It isn’t often that a shift in federal tax policy has an immediate, positive and widespread impact on America’s struggling working families. And it’s perhaps even more rare in today’s fractious political environment that both parties can get together to make that happen.
Yet it appears Congress is headed toward exactly that kind of breakthrough with a plan to revive the Biden administration’s pandemic-era child tax credits — a brief policy that ushered in an unprecedented reduction in child poverty levels before it was allowed to expire two years ago. Bringing it back would help both working families and the broader economy.
The child tax credit as applied prior to its pandemic expansion provided taxpayers with children up to $2,000 off their tax bills. But the credit wasn’t fully “refundable,” meaning lower-income families that paid little or nothing in taxes couldn’t fully access it.
The result was a tilt in benefits toward the wealthy. The Brookings Institute estimated that prior to its pandemic expansion, about 40% of the child tax credit benefits went to households with incomes above $100,000, with only about 15% of those benefits going to households with under $30,000 income.
The Biden administration’s American Rescue Plan in 2021 boosted the child tax credit to a maximum of $3,600 and — crucially — made it fully refundable, meaning families that earned too little to owe taxes still received the full benefit.
The results were epic. The policy ushered in a record low in America’s child-poverty level, to just 5.2%. When Congress allowed the expanded tax credit to expire at the end of 2021, that rate shot back up above 12%.
The current measure would restore the fully refundable tax credits (though at lower levels than the earlier boost) and would revive some expired Trump administration business tax cuts.
Co-sponsored by Missouri Republican Rep. Jason Smith, who chairs the powerful House Ways and Means Committee, and Senate Finance Committee Chairman Ron Wyden, D-Oregon, the $78 billion proposal has about as much bipartisan muscle behind it as anything pending in Washington these days.

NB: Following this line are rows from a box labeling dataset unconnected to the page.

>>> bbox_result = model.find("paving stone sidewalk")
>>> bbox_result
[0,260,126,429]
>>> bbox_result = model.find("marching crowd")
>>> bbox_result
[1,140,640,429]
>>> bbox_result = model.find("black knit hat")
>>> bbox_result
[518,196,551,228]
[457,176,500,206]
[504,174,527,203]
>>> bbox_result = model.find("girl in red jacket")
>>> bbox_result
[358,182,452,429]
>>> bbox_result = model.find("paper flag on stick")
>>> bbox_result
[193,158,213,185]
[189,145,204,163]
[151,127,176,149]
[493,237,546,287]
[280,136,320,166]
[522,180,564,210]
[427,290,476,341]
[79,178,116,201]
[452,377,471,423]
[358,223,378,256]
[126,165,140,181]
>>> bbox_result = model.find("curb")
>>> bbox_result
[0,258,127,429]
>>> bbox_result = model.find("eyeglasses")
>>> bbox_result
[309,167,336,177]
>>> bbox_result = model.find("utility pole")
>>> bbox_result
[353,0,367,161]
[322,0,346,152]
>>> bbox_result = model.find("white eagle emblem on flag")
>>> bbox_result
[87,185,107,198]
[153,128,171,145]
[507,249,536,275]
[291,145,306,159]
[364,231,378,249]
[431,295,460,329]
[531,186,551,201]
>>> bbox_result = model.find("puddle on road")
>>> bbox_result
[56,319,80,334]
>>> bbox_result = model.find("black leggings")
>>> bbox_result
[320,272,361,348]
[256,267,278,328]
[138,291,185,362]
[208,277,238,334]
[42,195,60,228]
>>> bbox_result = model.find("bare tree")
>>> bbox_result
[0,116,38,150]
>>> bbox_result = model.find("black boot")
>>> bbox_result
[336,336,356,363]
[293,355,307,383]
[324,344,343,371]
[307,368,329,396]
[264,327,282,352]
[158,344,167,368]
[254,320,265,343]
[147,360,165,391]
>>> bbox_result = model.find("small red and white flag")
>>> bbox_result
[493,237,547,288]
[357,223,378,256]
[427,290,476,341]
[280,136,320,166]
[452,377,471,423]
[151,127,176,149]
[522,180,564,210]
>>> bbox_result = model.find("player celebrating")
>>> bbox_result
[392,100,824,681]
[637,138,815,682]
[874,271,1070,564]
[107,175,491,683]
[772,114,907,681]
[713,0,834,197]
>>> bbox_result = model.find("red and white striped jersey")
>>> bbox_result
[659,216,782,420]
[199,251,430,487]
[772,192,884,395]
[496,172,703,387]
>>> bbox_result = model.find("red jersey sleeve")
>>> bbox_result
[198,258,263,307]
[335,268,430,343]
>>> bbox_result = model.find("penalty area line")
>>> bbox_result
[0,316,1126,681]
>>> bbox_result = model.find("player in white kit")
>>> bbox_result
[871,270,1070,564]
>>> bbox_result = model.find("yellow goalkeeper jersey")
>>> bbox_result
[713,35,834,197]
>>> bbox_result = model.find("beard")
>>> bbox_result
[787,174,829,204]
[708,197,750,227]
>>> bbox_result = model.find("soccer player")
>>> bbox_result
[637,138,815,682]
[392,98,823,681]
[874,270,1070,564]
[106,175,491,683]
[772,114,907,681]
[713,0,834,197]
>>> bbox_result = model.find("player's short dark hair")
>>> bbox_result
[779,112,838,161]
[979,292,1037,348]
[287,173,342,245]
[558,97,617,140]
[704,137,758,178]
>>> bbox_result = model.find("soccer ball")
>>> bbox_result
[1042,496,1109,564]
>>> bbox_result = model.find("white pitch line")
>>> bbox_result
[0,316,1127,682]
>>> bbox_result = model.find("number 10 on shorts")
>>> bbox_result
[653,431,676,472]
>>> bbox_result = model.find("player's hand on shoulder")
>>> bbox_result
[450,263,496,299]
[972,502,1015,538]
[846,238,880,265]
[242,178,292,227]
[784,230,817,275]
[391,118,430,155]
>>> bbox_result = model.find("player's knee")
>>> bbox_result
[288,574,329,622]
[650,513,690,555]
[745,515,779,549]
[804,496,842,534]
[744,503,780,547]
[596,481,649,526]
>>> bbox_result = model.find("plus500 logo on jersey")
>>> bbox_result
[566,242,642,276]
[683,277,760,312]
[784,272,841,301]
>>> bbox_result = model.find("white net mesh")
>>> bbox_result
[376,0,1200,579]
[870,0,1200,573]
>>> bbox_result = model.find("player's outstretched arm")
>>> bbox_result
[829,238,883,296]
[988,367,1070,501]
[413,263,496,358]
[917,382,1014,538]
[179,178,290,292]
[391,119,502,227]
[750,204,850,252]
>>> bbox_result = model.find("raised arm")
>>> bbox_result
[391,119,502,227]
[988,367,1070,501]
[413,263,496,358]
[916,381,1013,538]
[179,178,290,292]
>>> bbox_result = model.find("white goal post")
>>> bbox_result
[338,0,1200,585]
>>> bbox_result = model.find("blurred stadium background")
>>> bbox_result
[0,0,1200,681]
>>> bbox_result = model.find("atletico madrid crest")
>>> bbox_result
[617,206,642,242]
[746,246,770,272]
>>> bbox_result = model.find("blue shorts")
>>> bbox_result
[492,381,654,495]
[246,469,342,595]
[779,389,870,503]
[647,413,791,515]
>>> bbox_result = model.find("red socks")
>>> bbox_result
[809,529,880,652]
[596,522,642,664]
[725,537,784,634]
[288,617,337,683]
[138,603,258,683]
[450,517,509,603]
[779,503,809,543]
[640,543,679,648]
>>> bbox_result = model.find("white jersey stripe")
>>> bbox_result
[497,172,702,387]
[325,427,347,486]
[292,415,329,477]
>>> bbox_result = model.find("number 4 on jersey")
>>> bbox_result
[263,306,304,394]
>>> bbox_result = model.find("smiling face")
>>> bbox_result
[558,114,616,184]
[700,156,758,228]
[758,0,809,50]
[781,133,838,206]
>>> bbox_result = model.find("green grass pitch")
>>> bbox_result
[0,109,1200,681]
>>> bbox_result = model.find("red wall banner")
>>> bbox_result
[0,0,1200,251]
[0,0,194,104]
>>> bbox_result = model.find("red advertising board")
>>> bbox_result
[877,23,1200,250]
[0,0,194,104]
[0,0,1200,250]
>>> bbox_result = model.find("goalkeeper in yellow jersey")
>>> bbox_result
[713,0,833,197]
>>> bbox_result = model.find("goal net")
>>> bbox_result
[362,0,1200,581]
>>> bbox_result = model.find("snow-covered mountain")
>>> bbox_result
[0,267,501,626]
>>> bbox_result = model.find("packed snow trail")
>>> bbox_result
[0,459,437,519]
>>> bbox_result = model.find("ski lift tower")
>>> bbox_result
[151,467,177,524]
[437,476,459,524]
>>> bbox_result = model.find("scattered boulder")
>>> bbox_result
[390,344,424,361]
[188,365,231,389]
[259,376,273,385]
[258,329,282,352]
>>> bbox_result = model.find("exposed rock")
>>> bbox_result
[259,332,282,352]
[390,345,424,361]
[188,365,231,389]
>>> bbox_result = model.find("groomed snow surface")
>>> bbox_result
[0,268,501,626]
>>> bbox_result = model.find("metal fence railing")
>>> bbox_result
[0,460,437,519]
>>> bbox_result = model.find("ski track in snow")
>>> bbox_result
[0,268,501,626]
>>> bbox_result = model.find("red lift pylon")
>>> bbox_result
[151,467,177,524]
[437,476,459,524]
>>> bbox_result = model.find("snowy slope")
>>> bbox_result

The White House supports the legislation. Smith’s committee last week passed the measure overwhelmingly and it’s expected to be taken up by the full House in the coming weeks.
Putting money in the pockets of families that have unmet needs will spur more economic activity than the GOP’s discredited supply-side strategy of coddling the wealthy.
And more to the point: Raising children is the most important — and expensive — thing most Americans will ever do. That burden is especially acute for lower-income working families. America’s tax code should permanently recognize that reality.